Joseph Louis Gay-Lussac
Gay-Lussac, Joseph Louis (1778-1850), a French chemist and physicist. The formulation of Gay-Lussac's Law (1808) was an important step toward the discovery of fundamental properties of gases. Gay-Lussac had also independently discovered Charles' Law in 1802. In 1804 he ascended to 23,000 feet (7,000 m) in a balloon, to study the effect of magnetism in the upper atmosphere.
In 1808 Gay-Lussac, working with Louis Jacques Thenard, isolated boron. Gay-Lussac discovered cyanogen in 1809. In 1815 he proved that prussic acid contains hydrogen and not oxygen. This completed the downfall of Lavoisier's theory that all acids contain oxygen.

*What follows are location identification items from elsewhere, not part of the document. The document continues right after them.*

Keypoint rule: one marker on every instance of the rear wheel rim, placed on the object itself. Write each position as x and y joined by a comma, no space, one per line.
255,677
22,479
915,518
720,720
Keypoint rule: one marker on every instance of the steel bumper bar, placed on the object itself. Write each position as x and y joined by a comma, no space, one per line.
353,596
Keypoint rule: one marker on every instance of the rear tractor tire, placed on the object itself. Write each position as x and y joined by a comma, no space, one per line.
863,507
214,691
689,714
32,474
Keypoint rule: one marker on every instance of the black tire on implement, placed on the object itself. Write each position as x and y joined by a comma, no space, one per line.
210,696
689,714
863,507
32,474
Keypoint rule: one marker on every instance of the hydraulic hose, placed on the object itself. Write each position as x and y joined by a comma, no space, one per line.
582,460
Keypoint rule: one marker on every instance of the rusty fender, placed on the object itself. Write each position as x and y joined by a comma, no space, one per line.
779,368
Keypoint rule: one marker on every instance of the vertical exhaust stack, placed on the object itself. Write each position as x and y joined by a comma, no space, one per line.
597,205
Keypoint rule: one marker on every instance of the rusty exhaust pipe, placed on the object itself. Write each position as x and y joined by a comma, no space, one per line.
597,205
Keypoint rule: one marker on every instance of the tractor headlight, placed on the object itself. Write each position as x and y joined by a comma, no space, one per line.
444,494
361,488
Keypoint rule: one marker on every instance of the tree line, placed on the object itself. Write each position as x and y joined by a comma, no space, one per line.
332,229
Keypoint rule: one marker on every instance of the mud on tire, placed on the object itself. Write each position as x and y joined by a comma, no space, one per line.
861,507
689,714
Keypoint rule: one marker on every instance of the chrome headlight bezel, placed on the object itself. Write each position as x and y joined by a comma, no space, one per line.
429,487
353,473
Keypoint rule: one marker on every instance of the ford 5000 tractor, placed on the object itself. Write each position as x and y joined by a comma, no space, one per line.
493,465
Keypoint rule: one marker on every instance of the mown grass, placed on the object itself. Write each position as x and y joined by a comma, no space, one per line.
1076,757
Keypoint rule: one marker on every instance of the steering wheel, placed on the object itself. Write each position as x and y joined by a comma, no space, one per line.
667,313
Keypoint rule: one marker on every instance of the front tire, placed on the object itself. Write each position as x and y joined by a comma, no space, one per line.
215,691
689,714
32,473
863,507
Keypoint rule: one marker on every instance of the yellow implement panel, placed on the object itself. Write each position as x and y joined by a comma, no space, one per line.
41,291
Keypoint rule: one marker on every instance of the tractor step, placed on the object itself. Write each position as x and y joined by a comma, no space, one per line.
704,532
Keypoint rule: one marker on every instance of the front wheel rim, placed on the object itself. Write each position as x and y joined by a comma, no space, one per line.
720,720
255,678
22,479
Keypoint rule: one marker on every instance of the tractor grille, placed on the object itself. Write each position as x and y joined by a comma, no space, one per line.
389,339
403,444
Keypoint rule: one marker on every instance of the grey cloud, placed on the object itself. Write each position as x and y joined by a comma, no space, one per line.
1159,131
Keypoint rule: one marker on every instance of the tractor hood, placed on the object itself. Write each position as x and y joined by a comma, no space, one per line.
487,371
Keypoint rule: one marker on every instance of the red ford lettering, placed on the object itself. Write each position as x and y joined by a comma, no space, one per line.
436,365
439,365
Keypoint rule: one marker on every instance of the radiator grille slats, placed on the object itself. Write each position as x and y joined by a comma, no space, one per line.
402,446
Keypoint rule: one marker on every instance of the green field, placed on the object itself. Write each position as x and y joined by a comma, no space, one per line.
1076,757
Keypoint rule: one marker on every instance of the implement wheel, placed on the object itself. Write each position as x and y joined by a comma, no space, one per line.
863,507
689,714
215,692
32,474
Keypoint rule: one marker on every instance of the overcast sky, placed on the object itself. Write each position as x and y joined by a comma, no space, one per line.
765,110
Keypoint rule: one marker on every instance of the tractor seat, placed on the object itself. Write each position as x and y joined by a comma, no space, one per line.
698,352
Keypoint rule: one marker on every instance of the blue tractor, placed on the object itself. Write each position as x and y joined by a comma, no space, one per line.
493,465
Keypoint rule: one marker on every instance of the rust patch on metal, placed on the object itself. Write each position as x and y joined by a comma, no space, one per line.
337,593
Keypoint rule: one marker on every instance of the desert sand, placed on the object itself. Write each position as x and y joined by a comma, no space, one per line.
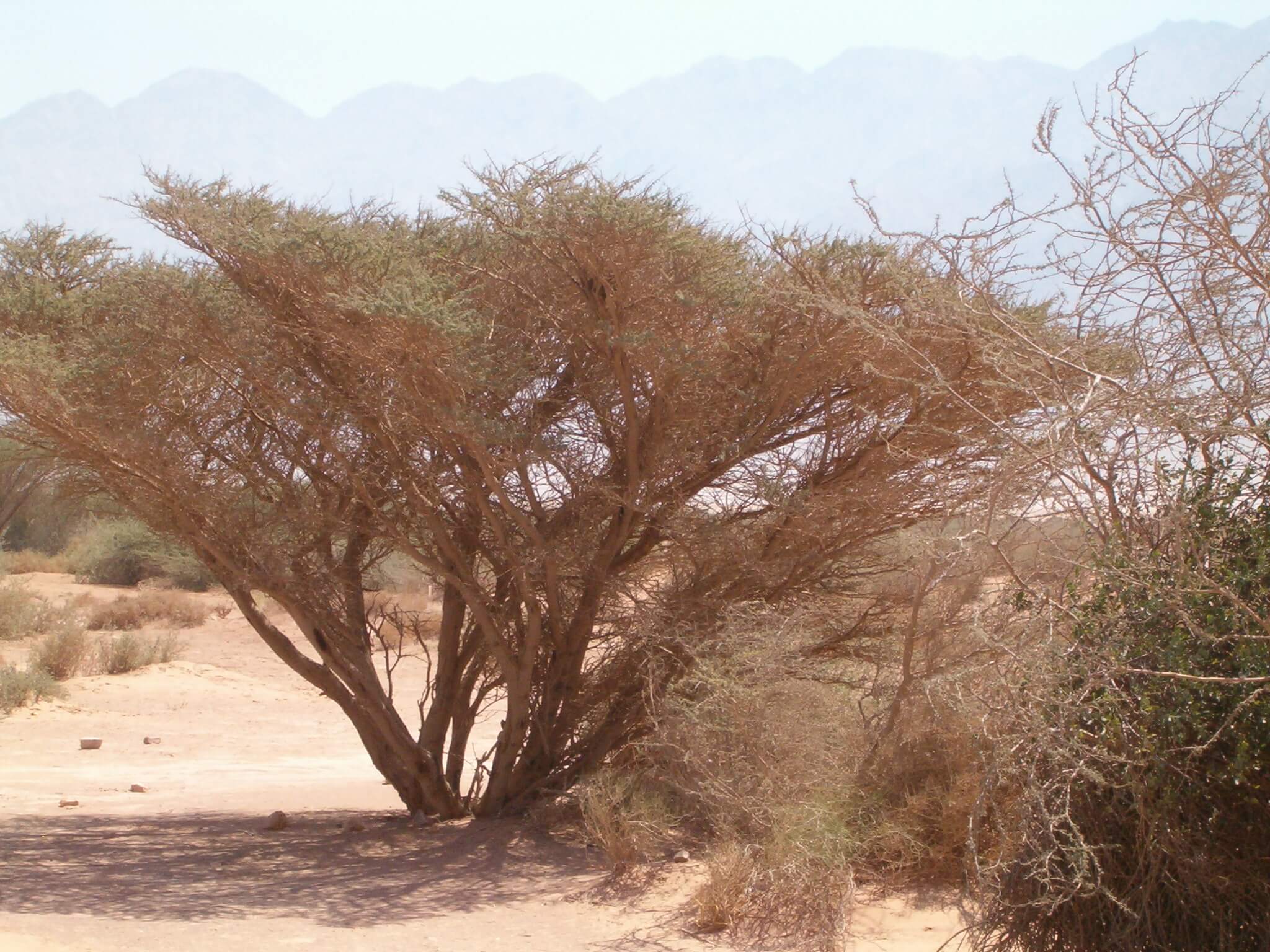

Gay-Lussac attended the cole Polytechnique in Paris, 1797-1800, and was made a professor of chemistry at the school in 1809. He was also a professor at the Sorbonne, 1808-32, and at the Botanical Garden after 1832. He was made a member of the French Academy in 1806 and was elected to the Chamber of Deputies in 1831.
Gay-Lussac's Law states:
When gases combine, their relative combining volumes and the volume of the product, if it is a gas, can be expressed by small, whole numbers.
This law led directly to the formulation of Avogadro's Law.